Women work on an assembly line manufacturing toy cars at a factory in Xingtai, Hebei province, China November 9, 2018. Picture taken November 9, 2018. REUTERS/Stringer ATTENTION EDITORS - THIS IMAGE WAS PROVIDED BY A THIRD PARTY. CHINA OUT. - RC1B3BB5AFB0
Editor's note:

Below is a viewpoint from Chapter 3 of the Foresight Africa 2019 report, which explores six overarching themes on the triumphs of the past years as well as strategies to tackle the remaining obstacles for Africa. Read the full chapter on harnessing Africa’s youth dividend.

Since the 1970s, China has emerged as the main hub of global manufacturing. Production from early-industrialized countries—like European countries and the United States—has increasingly been relocated to China to take advantage of the enormous size of China’s low-wage labor force as well as economies of scale in production and transport. China’s manufacturing boom is still unbroken—growing almost sixfold between 2004 and 2017 (from $625 billion to $3,591 billion) and reaching one-quarter of the world’s manufacturing value-added (per UNIDO database).

Yet, China’s manufacturing industry is changing. As real wages increased by around 10 percent annually between 2005 and 2014, the skills base improved and internal demand became a major driver of industrial development. China is now moving from light manufacturing for exports toward diversification and higher technology.

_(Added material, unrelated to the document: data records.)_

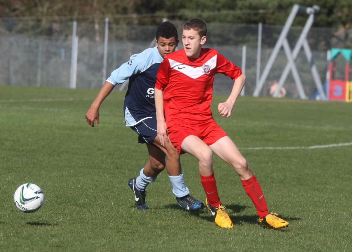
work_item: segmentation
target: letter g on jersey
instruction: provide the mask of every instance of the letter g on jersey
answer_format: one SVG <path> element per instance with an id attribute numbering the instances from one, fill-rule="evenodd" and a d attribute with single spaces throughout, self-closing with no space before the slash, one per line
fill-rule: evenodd
<path id="1" fill-rule="evenodd" d="M 147 91 L 147 93 L 148 93 L 148 94 L 153 94 L 154 88 L 148 88 L 148 90 Z"/>

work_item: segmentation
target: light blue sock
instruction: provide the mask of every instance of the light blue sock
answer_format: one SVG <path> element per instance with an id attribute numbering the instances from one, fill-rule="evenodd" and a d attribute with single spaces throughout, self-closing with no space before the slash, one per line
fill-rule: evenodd
<path id="1" fill-rule="evenodd" d="M 189 190 L 184 185 L 183 174 L 178 176 L 169 176 L 169 178 L 172 185 L 172 192 L 176 197 L 180 198 L 189 194 Z"/>
<path id="2" fill-rule="evenodd" d="M 147 186 L 156 179 L 157 176 L 155 178 L 147 177 L 143 173 L 144 167 L 142 168 L 139 172 L 139 175 L 137 177 L 136 180 L 136 186 L 137 188 L 141 191 L 144 191 L 147 188 Z"/>

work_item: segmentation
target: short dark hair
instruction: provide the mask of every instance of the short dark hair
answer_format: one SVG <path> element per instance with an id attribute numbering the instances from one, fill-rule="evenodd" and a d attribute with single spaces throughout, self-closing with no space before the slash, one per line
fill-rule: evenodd
<path id="1" fill-rule="evenodd" d="M 157 40 L 160 37 L 165 39 L 170 39 L 172 37 L 175 37 L 177 40 L 178 36 L 176 27 L 169 21 L 165 21 L 162 23 L 158 26 L 158 28 L 156 29 L 155 38 Z"/>
<path id="2" fill-rule="evenodd" d="M 200 18 L 192 18 L 182 26 L 182 29 L 189 31 L 193 29 L 198 32 L 201 37 L 207 35 L 207 24 Z"/>

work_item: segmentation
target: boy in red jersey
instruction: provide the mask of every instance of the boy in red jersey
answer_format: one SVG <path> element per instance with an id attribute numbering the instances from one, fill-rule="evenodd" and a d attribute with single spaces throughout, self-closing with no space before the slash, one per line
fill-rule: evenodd
<path id="1" fill-rule="evenodd" d="M 259 183 L 246 160 L 212 115 L 210 104 L 215 74 L 222 73 L 234 80 L 228 98 L 218 106 L 220 114 L 227 117 L 231 115 L 245 76 L 216 50 L 202 48 L 207 33 L 203 20 L 190 19 L 182 28 L 184 50 L 165 55 L 157 75 L 155 99 L 158 136 L 162 144 L 169 139 L 180 153 L 188 153 L 198 159 L 207 206 L 219 226 L 228 228 L 233 226 L 218 193 L 213 170 L 213 152 L 239 175 L 262 226 L 288 226 L 288 223 L 277 217 L 277 214 L 269 213 Z"/>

For many years, China was so competitive in light manufacturing—garments, shoes, toys, and electronics assembly, for example—that very few other countries managed to compete in such labor-intensive industries. However, this competitive advantage is now eroding, as industrial labor costs are skyrocketing. In fact, Chinese garment and footwear firms see rising labor costs as their main challenge. This could offer great opportunities for other developing regions, notably Africa, which has labor costs that are lower than China’s. Justin Lin, the World Bank’s former chief economist, calculated that if only 1 percent of China’s production of apparel was shifted to Africa “it would boost African production and exports of apparel by 47 percent. A 5 percent shift of Chinese export-related investments in the industry could translate into $5.4 billion in additional exports—a 233 percent increase.”

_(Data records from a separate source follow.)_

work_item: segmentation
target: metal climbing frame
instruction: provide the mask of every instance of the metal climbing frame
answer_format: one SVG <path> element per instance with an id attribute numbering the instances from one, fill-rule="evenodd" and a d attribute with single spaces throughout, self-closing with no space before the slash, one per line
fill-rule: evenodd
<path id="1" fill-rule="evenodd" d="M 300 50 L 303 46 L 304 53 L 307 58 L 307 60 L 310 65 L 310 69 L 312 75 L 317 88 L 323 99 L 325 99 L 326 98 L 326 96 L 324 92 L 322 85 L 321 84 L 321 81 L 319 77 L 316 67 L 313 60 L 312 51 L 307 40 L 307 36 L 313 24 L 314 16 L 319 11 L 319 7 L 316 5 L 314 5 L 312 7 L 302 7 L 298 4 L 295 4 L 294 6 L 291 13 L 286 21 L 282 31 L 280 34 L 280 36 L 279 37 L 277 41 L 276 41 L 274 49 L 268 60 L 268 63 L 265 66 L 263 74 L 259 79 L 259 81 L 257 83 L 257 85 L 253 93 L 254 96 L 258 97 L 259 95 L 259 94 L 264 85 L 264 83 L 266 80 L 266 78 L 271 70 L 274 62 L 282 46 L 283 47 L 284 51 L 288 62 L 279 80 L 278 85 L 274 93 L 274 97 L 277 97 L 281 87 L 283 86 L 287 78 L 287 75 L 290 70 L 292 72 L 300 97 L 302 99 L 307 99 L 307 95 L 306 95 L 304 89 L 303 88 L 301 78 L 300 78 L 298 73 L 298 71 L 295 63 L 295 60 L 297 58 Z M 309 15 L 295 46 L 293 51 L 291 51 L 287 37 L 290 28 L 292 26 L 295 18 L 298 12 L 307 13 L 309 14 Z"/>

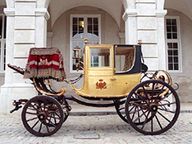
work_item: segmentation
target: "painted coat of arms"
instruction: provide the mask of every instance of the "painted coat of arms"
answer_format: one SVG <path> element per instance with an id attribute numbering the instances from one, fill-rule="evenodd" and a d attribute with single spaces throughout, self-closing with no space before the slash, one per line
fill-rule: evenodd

To take advantage of this shift, Ethiopia started an ambitious industrial parks development program to provide the infrastructure and incentives for investors in light-manufacturing industries. Four parks are already operational, with many others in the pipeline. By 2020, Ethiopia intends to have built 30 industrial parks. So far, parks have successfully attracted foreign investment. Official sources say about 28,000 jobs have been created so far.

Whether this is the beginning of a large wave of industry relocation from China to Africa, however, is far from clear. There are three reasons for skepticism:

First, labor costs in most African countries are not low (Ethiopia being one of the exceptions), especially when looking at unit labor costs. Various Asian countries undercut African unit labor costs.

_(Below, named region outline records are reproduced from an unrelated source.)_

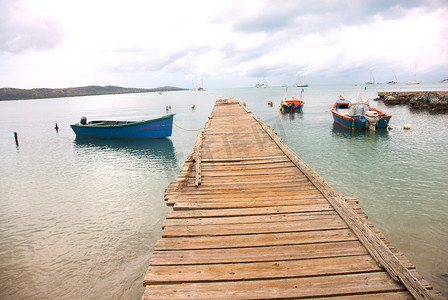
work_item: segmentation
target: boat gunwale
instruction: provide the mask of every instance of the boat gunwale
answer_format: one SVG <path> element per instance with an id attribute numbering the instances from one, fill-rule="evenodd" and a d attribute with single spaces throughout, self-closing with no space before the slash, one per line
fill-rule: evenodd
<path id="1" fill-rule="evenodd" d="M 70 126 L 90 127 L 90 128 L 128 127 L 128 126 L 142 125 L 142 124 L 151 123 L 151 122 L 164 120 L 164 119 L 170 119 L 170 118 L 173 118 L 174 115 L 175 114 L 167 114 L 167 115 L 159 117 L 159 118 L 150 119 L 150 120 L 142 120 L 142 121 L 118 121 L 118 122 L 132 122 L 132 123 L 126 123 L 126 124 L 103 124 L 103 125 L 85 124 L 85 125 L 82 125 L 80 123 L 76 123 L 76 124 L 70 124 Z M 113 120 L 94 120 L 94 121 L 90 121 L 90 122 L 99 122 L 99 123 L 101 123 L 101 122 L 117 122 L 117 121 L 113 121 Z"/>
<path id="2" fill-rule="evenodd" d="M 340 118 L 342 118 L 342 119 L 344 119 L 344 120 L 347 120 L 347 121 L 350 121 L 350 120 L 353 120 L 353 119 L 359 119 L 360 117 L 361 117 L 361 115 L 346 115 L 346 114 L 342 114 L 342 113 L 340 113 L 337 109 L 336 109 L 336 106 L 337 105 L 339 105 L 339 104 L 349 104 L 349 102 L 335 102 L 335 103 L 333 103 L 332 105 L 331 105 L 331 108 L 330 108 L 330 111 L 333 113 L 333 114 L 335 114 L 335 115 L 337 115 L 338 117 L 340 117 Z M 388 113 L 385 113 L 385 112 L 383 112 L 383 111 L 381 111 L 381 110 L 378 110 L 378 109 L 376 109 L 376 108 L 374 108 L 374 107 L 370 107 L 369 106 L 369 110 L 370 111 L 376 111 L 377 113 L 378 113 L 378 117 L 380 118 L 380 120 L 381 119 L 384 119 L 384 118 L 392 118 L 392 115 L 390 115 L 390 114 L 388 114 Z"/>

Second, African countries rank low on a number of other factors that influence investment, such as the overall cost of doing business affected by the quality of roads and ports, the reliability of electricity infrastructure, the degree of political stability, and the level of excessive bureaucracy and corruption. For example, in Ethiopia, high labor turnover and public protests are already challenging the success of the new export industries.

Third, most light manufacturing jobs are likely to be substituted by machines in the near future. Robots are nowadays able to produce garments and other products that could not be fully automated a few years ago. Not everything that is technically feasible, however, is also cost-competitive; but with technological progress and scale economies in deployment, costs of robots are decreasing rapidly. In a decade or so, unit costs from fully automated factories will probably fall below those from traditional labor-intensive manufacturing. Two recent surveys suggest that the vast majority of Chinese garment and other light industry firms prefer to invest in technology upgrades at home or to close down rather than to relocate abroad.

Yet, about 10 percent of firms do see relocation abroad as an option. Even if most of them prefer Asian countries, following Lin’s argument, the remaining small share of Chinese firms can make a big difference to Africa. African policymakers are, therefore, well advised to closely observe the Ethiopian experiment as well as the ongoing trends in factory automation and, above all, undertake steadfast reforms to reduce the cost of doing business.